A little side thing that he'd knocked together with some friends took off online and they parleyed that buzz into bigger budgets. Then one friend he hadn't heard from in years, and whom he'd kind of thought was dead, showed up at his door one morning offering him a bucket of cash. Suddenly they were picking up right where they'd left off, putting together a movie a year. Each made just about enough to fund another one.
Twenty years after he went west he started work on a dream project, a series based on their college years. It lost a staggering amount of money, but you can put just about anything online these days.
Strangers often assumed she was his second, trophy wife. He delighted in her explanation that no, in fact he was her trophy husband.
Getting a teaching job in the DC area turned out to be harder than he'd expected. He limped along as an adjunct for a few semesters; when it was happening at a real school teaching wasn't soul-crushingly terrible after all. But when she got pregnant they had several conversations and made several pro-con lists and landed on the decision they'd both known they would. Child care was hugely expensive and neither of them wanted their kids to be raised by anyone else.
Still, he didn't stop worrying that he'd ruined her life until the year she was named head of the Chicago office. That was the same year their oldest started college (at a private four-year liberal arts school, none of this community college crap).

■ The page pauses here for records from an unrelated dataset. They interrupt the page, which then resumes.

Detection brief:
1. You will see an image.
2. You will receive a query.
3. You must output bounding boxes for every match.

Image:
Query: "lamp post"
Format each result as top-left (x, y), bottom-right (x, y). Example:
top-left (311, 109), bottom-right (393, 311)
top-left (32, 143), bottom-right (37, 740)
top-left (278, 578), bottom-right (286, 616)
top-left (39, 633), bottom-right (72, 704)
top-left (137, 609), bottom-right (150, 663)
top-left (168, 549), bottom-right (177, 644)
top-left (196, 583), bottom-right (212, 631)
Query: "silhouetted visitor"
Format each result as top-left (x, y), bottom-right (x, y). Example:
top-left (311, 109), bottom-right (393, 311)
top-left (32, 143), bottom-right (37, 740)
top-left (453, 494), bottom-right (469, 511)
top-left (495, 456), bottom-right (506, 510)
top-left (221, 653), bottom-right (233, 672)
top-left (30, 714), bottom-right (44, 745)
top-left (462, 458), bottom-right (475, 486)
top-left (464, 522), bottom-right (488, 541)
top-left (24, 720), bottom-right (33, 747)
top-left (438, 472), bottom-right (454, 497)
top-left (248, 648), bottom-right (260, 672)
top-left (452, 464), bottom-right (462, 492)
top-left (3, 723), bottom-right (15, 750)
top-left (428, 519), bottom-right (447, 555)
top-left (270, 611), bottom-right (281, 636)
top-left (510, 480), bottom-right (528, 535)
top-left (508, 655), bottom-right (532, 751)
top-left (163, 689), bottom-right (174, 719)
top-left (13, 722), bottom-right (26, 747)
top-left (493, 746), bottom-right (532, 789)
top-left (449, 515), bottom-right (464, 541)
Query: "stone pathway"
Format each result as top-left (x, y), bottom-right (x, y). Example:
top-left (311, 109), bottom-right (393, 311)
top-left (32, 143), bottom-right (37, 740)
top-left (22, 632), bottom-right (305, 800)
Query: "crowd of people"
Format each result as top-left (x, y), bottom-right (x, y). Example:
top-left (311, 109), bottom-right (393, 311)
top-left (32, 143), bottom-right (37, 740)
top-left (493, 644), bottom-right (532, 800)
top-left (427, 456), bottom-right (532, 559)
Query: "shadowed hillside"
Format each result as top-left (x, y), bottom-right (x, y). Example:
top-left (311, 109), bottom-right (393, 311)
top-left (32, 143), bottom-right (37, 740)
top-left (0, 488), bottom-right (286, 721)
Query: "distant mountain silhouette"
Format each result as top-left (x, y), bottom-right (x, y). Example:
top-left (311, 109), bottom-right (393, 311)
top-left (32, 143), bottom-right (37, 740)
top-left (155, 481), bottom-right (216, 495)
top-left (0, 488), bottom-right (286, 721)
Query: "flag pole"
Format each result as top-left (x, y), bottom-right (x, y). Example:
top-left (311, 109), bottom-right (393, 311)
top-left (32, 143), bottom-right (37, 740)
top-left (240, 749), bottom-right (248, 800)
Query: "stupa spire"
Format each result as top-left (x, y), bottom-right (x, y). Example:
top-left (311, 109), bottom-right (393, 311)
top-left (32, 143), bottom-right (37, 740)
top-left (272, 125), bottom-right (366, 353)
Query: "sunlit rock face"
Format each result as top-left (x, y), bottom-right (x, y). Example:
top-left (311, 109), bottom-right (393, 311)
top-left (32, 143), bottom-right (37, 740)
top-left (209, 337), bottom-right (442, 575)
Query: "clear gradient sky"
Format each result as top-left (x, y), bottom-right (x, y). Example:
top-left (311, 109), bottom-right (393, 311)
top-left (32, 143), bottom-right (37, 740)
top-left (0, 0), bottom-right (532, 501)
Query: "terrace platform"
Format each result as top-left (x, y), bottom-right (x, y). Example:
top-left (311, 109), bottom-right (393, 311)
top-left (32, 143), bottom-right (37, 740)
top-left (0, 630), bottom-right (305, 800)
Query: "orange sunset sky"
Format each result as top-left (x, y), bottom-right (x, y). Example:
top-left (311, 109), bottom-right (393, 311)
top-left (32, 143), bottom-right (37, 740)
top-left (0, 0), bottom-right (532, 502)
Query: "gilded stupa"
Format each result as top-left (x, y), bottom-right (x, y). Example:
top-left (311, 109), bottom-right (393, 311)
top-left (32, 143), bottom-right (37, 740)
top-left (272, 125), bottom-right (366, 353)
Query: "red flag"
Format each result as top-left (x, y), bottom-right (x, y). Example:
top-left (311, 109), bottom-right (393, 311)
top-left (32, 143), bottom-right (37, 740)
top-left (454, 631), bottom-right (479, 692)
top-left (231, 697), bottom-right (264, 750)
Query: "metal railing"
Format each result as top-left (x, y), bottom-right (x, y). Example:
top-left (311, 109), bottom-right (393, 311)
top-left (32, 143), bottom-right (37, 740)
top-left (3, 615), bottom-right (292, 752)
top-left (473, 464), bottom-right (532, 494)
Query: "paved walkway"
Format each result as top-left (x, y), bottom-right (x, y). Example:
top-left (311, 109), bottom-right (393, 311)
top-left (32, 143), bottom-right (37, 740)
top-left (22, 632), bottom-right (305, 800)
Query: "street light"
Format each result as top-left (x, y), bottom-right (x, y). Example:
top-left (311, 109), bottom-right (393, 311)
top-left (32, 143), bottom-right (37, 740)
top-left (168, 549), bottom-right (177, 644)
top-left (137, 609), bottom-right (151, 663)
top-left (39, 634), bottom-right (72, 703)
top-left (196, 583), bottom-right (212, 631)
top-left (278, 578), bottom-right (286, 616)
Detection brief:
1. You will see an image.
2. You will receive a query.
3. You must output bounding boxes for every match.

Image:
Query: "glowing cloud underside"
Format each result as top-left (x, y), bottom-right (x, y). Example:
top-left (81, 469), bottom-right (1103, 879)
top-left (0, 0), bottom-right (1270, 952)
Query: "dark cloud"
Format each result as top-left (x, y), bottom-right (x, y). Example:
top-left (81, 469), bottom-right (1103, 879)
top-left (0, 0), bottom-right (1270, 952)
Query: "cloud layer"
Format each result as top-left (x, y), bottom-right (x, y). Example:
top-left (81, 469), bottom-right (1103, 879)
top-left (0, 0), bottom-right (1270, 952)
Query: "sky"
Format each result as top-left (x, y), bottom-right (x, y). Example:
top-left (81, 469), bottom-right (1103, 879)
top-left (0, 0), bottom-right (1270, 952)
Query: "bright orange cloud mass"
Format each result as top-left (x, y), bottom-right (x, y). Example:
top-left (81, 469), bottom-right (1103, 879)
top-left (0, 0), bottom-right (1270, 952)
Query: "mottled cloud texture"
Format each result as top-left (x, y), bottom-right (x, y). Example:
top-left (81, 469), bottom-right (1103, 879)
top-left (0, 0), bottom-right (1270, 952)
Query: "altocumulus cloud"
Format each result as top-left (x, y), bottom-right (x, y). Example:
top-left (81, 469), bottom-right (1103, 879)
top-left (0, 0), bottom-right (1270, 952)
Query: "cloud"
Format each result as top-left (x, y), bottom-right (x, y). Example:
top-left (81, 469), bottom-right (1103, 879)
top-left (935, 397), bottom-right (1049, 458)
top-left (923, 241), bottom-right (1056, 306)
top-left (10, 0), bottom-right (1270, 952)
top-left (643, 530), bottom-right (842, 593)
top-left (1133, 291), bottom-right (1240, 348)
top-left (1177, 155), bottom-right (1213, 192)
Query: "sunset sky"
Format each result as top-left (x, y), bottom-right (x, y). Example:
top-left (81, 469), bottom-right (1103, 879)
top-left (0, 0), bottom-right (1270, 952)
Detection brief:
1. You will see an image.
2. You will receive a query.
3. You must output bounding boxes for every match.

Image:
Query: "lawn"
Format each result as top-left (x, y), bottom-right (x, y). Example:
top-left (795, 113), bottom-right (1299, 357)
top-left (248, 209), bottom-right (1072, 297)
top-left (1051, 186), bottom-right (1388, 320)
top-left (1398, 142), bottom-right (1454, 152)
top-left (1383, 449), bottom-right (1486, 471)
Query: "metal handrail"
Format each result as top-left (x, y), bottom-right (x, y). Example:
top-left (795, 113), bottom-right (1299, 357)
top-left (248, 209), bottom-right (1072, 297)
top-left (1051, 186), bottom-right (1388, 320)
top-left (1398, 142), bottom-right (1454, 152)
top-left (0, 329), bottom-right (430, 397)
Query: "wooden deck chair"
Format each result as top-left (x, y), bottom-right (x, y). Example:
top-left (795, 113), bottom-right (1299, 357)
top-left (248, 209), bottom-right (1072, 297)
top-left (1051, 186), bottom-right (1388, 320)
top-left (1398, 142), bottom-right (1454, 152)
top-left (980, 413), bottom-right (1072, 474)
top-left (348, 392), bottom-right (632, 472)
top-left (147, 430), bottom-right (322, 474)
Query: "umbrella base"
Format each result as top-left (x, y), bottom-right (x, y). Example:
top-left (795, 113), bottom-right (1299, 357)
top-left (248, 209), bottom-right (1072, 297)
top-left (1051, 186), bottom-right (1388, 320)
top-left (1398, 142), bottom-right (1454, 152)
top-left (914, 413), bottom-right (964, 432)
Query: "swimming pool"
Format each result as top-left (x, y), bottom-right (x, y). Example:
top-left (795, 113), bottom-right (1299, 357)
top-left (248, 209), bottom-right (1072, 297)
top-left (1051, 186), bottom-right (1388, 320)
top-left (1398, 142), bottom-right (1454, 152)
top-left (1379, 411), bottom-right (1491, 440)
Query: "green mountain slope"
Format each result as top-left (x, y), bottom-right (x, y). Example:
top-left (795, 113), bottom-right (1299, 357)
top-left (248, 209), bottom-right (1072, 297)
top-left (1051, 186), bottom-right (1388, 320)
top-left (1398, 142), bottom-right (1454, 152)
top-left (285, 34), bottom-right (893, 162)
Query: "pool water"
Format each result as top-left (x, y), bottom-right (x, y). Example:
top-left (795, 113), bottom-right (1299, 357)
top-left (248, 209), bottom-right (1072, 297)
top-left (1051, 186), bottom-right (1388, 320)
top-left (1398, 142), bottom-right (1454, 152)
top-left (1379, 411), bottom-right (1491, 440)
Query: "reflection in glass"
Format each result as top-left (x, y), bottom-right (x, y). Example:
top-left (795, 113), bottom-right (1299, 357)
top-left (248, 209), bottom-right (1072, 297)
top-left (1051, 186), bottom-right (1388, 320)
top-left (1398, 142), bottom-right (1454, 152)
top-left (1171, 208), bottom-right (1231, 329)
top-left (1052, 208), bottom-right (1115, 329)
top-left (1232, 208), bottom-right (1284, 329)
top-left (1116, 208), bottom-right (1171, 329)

When their other daughter moved out, a couple of years later, he took his wife to Paris and spent the entire time staring at her like she was the sun.
He was sixty-two and she was forty-six on that trip. As time went on the age gap became less of a thing, and then suddenly it was a major thing and he was in the hospital and she was telling him she wasn't going to lose him until she was ready to go, and he started really focusing on taking care of himself.
They go a little nuts when the girls visit at the holidays. He tells his grandchildren (and who would have thought he'd have grandchildren?) the same stories he told the girls, about paintball and debate and Model UN and how, late one night in Virginia, they'd both confessed to being the Ass-Crack Bandit. And just like his daughters, his grandchildren roll their eyes and don't listen and complain that none of that stuff could possibly have happened.